Grandes, gordos, mayoritariamente barbudos, cincuentones rebosantes de colesterol y enrojecidos no de ideología, sino con marisco y fabadas, los actuales lideres sindicales deberían ser relevados si sus bases quieren evitarle a UGT y CCOO un infarto mortal.
En la cabeza de las manifestaciones, antes y después de la huelga del 20-J, solo había heroicos antifranquistas, como si Franco no hubiera muerto hace 27 años, Zapatero, que iba de compromiso, y pintorescos modelos de curilla saltarín, como Gaspar Llamazares.
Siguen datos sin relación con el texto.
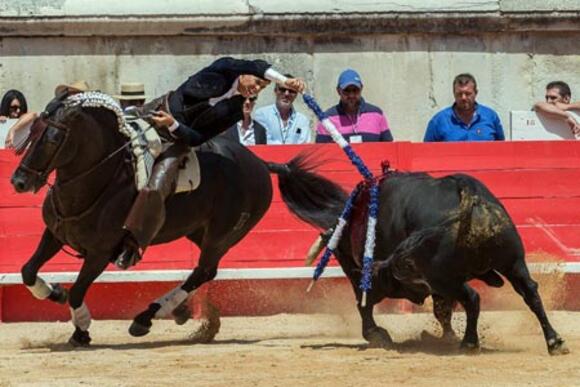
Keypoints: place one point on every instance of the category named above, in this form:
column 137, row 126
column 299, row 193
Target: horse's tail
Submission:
column 311, row 197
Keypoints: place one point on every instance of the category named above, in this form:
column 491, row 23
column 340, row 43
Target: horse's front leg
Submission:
column 47, row 248
column 92, row 267
column 172, row 303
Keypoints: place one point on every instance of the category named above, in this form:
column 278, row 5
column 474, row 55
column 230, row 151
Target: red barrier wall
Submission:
column 538, row 182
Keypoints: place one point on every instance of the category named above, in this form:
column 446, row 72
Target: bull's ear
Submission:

Pero ningún joven.
Los jóvenes concienciados buscan otros ámbitos, y muchos se hacen antisistema, peligrosa mezcolanza de ultraizquierda y ultraderecha, que propagan de ciudad en ciudad en su turismo revolucionario; pero, al menos, están más convencidos de su causa que los viejos glotones.
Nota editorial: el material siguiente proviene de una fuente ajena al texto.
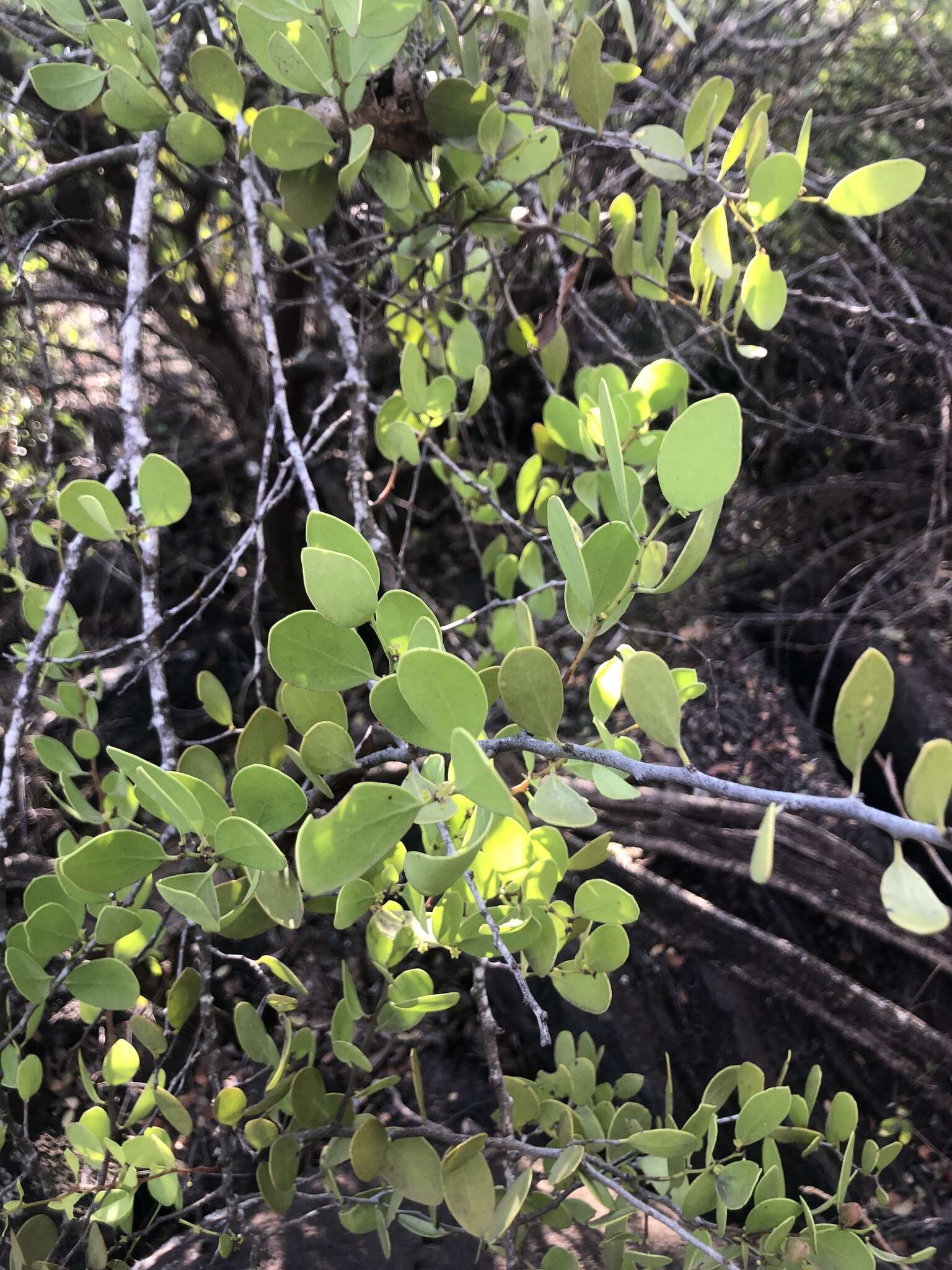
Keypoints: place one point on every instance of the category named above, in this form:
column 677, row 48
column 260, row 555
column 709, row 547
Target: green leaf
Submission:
column 475, row 775
column 467, row 1189
column 539, row 45
column 599, row 901
column 244, row 842
column 862, row 708
column 113, row 860
column 909, row 901
column 651, row 698
column 568, row 551
column 29, row 977
column 876, row 189
column 666, row 1143
column 309, row 652
column 253, row 1036
column 762, row 1114
column 443, row 693
column 389, row 177
column 664, row 143
column 700, row 456
column 775, row 186
column 368, row 1150
column 339, row 587
column 361, row 143
column 591, row 84
column 707, row 110
column 611, row 557
column 557, row 803
column 66, row 87
column 216, row 701
column 104, row 984
column 195, row 897
column 55, row 756
column 695, row 551
column 509, row 1206
column 71, row 510
column 606, row 949
column 842, row 1118
column 413, row 379
column 715, row 243
column 355, row 836
column 433, row 876
column 183, row 997
column 455, row 107
column 762, row 855
column 121, row 1064
column 149, row 1034
column 588, row 992
column 288, row 139
column 390, row 708
column 301, row 58
column 173, row 1112
column 413, row 1168
column 327, row 748
column 51, row 929
column 763, row 293
column 305, row 708
column 930, row 783
column 127, row 103
column 662, row 384
column 531, row 687
column 735, row 1183
column 309, row 195
column 30, row 1076
column 197, row 141
column 842, row 1250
Esta es la principal responsabilidad de los sindicalistas subvencionados, como tantas ONG que viven de los presupuestos gubernamentales: para quedarse con todo lo que les echaban por aceptar humillantes acuerdos laborales, dejaron tranquilo a Aznar durante seis años, y no han querido renovarse con jóvenes cuya ideología, ahora, es un caos difícil de reorganizar.
Por ahí siguen tales comilones, haciendo la gimnasia sindical de huelgas pitufas, mientras continúan cebando sus untuosas panzas y llamando puño en alto a ponerse “en pie, famélica legión”; ellos, unos burócratas que, afeitados y con puro, frac y chistera, serían los banqueros de los chistes.
El drama es que los jóvenes desempleados o mal pagados no tienen a nadie razonable en quién depositar sus esperanzas, exigencias y dignidad.